And so that would be some minor amounts of cannibalization that I’d probably welcome from a margin perspective.
Katherine Schulte, Analyst, Baird: And you’ve talked about kind of reinvesting some of your Savannah dollars into Lex, you know, where are those investments mainly concentrated this year and kinda what additional steps are you taking to prepare for that kind of limited commercial launch in the first half of next year?

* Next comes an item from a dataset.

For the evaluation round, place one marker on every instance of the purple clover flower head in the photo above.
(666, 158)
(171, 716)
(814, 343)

Joe Buske, CFO, Quidel Ortho: Yeah, we’re definitely excited about getting approval on that first panel later this year so we can start a limited commercialization in this first and second quarter twenty six respiratory season. As I said a minute ago, really no need for any additional commercial resources. We’ve got everything we need. Being the leader in respiratory testing in The US, we’ve got all the commercial resources that we need to sell that product. I guess the most near term investments might be in the form of not too significant CapEx that will be needed to increase the manufacturing capacity for Lex.
There is a line that the company has in The UK right now but will need an additional line either somewhere in The UK again or in The US. Haven’t decided that yet but that will be something that will stand up pretty early in ’26 so that we can hit the late in the ’26, early twenty seven respiratory season with a much more fulsome rollout and commercialization.
Katherine Schulte, Analyst, Baird: Okay. And then on point of care, you you lowered the 2025 outlook for COVID revenue coming out of the second quarter. Can you just remind us of the seasonality baked in for the third and fourth quarter and maybe just given the trends that you’ve seen so far this year, you know, how you think about forecasting, you know, endemic COVID revenues longer term?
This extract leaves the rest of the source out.